The weekend trip my husband is taking to his parents’ house has snuck upon me. Suddenly it is here: my husband is packing up instead of taking our Friday date with me. I kiss my daughter goodbye in the front seat of the pickup truck, plying coloring books and her favorite toy lizard into her hands. I hold my husband and breathe him in. I can’t bear to watch them drive off; I will drive off first. My son plays inside with his Friday night babysitter and I, unsure of what to do with myself, head uptown.

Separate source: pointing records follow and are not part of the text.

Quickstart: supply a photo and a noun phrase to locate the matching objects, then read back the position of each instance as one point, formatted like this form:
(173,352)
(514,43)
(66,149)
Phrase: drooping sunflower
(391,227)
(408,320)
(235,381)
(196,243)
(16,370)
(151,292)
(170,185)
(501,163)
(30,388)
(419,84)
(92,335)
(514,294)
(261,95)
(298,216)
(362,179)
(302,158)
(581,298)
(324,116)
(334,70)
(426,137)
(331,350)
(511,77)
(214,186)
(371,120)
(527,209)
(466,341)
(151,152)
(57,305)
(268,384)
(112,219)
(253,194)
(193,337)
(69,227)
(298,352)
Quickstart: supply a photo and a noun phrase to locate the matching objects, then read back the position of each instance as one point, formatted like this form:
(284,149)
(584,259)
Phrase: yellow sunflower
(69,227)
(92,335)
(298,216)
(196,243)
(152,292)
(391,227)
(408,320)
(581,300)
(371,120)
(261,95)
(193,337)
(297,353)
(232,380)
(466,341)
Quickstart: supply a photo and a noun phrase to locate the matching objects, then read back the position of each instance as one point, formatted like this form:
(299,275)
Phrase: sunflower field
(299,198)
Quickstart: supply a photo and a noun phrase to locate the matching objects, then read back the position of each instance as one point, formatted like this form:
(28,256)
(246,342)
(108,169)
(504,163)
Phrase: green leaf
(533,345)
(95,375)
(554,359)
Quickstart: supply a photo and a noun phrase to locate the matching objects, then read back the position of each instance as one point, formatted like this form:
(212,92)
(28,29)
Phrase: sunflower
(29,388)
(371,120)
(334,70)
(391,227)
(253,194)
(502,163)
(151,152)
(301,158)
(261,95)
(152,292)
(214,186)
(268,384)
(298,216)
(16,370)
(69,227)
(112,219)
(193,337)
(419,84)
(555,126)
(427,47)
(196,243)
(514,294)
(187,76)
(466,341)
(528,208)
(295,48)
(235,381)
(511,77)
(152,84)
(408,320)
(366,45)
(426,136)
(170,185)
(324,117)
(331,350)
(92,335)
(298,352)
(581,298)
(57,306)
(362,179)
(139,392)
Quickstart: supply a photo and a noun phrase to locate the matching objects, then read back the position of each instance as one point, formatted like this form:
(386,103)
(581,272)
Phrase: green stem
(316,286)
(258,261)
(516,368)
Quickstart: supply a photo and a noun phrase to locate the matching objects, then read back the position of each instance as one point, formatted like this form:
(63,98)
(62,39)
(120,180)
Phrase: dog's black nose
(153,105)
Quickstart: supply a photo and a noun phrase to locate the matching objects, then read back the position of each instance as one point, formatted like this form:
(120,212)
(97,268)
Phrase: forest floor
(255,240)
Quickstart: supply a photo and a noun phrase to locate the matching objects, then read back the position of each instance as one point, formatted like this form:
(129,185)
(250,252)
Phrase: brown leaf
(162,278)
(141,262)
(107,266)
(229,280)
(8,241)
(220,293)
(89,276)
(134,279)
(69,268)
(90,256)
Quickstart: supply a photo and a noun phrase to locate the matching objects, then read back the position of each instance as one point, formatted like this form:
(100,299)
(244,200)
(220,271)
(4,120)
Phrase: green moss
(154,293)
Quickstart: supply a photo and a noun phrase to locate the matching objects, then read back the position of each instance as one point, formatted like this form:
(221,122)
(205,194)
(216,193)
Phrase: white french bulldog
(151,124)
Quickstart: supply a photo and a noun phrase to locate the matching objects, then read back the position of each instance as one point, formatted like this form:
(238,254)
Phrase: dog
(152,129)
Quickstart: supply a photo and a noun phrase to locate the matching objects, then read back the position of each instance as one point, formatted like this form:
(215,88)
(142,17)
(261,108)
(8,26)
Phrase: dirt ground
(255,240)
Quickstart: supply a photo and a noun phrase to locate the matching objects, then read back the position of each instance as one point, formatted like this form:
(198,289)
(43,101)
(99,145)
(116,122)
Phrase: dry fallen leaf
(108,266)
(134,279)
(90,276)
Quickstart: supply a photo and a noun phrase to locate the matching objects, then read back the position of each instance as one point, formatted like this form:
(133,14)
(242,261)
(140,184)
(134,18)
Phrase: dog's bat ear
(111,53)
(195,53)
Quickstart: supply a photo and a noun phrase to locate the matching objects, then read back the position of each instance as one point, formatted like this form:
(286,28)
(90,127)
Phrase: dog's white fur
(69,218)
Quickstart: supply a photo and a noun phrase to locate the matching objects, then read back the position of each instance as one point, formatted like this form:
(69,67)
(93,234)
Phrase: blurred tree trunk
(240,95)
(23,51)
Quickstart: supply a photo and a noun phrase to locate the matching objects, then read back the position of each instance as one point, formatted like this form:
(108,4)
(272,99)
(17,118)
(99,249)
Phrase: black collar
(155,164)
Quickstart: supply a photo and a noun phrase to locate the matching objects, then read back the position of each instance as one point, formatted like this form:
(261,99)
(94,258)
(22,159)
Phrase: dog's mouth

I am unsettled, jittery. My two dear ones will be in a car over a mountain pass for about seven hours. I am always wanting “me time” but now that it is here, it is ringing in my ears and I can’t quiet it. I stand with the other Friday night losers in front of the New Releases section at the video store. I rent two titles; nothing complicated, dark, sexy, or depressing. Easy fare. I head downtown for Japanese takeout and a coffee. I place my dinner order then wander out on the sidewalk, unable to stand the thought of loitering in the restaurant alone, hands empty of those to hold. Coffee in hand, I walk.
Halfway down the block to peek in the fabric shop window I recognize it; fear. I am afraid if I let them go, and let myself be entirely separate, I will lose them. I will be punished for my lack of vigilance, my selfishness in being Just Me again, if only for an evening.
Naming the disquiet helps me. I know it; I am vulnerable. There is nothing I can do but release them. I will probably never be over those creepy, unsettling thoughts of car crashes or sudden illness. But I can never truly own them anyway. For a brief moment it is unbearable that I should love three beings so very much.
A couple hours later and I have returned and taken the evening bath with my son, wrapped him in PJs and quilts for bed. He misses his father. He cries in his bedroom, rattled at the loss of his daddy-bedtime routine. I miss it too.
The phone rings and I snatch it up. It’s a phone company survey. It could be my life this way; enough lonliness to fill up each and every evening.